Abstract

Abstract A man in his 40s presented to the emergency department with chest pain for 8 hours. ECG showed an anterior wall ST-segment elevation myocardial infarction (MI). He received a loading dose of both aspirin and ticagrelor. Coronary angiography demonstrated occlusion of the proximal left anterior descending artery, and primary percutaneous coronary intervention (PCI) with one drug-eluting stent was performed. The patient also presented melena for 5 days. At admission, his hemoglobin was 6.3 g/dL and he was stable. He received a blood transfusion and was started on IV pantoprazole. Endoscopic study was postponed due to concerns related to performing such exam in the setting of a recent MI. The day after PCI, the patient presented major bleeding and hypotension, leading to interruption of the P2Y12 inhibitor. On day 3 of hospitalization, while on single antiplatelet therapy with aspirin, the patient presented new onset of chest pain. He was diagnosed with subacute stent thrombosis (type 4b MI), and thrombus aspiration and balloon angioplasty were performed (Figure 1A, and B). Dual antiplatelet therapy was immediately restarted. Echocardiography revealed worsened left ventricular disfunction (LVEF of 20%).
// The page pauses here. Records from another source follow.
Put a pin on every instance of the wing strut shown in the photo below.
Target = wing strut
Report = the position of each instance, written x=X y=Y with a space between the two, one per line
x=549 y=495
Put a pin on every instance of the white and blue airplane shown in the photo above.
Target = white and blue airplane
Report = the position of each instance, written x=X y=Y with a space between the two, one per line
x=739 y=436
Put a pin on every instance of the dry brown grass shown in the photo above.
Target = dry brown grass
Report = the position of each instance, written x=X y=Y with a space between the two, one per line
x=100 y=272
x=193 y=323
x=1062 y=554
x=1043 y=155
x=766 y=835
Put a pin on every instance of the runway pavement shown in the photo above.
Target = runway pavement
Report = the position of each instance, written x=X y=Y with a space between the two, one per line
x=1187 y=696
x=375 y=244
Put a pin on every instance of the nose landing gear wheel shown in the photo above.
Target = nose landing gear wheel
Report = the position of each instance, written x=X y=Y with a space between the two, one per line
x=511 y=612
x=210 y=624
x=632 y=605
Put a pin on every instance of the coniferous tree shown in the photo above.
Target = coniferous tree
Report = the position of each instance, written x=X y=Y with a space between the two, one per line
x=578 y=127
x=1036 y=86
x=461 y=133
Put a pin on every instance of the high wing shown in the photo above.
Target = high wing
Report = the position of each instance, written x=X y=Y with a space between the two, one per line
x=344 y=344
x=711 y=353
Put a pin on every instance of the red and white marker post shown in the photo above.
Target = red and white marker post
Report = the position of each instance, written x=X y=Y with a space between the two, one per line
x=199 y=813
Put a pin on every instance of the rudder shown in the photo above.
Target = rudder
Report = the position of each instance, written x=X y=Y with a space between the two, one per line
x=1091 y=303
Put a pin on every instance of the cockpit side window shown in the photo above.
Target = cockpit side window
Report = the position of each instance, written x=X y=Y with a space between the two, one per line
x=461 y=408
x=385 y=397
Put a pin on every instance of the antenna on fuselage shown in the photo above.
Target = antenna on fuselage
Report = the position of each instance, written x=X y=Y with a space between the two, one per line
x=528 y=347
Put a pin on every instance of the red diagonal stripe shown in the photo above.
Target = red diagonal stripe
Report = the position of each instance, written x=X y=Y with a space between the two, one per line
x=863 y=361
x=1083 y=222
Endoscopy showed tears in the esophagogastric junction (Mallory-Weiss syndrome). This case challenged clinical decision-making, especially the antithrombotic strategy after primary PCI in a patient with major bleeding. Learning points Management of a bleeding patient with acute MI should be individualized. The decision to withhold antithrombotic treatment should weigh the risks related to ongoing bleeding and stent thrombosis. Early endoscopy for acute gastrointestinal bleed in recent MI appears to be a safe procedure for hemorrhage control, although evidence is lacking. Figure 1 Coronary angiography. A—Total occlusion with in-stent thrombus in the proximal left anterior descending artery. B—After thrombus aspiration and angioplasty with paclitaxel-coated balloon of stent thrombosis in the proximal left anterior descending artery, remaining a residual lesion of 50–70%, and distal flow TIMI grade 3.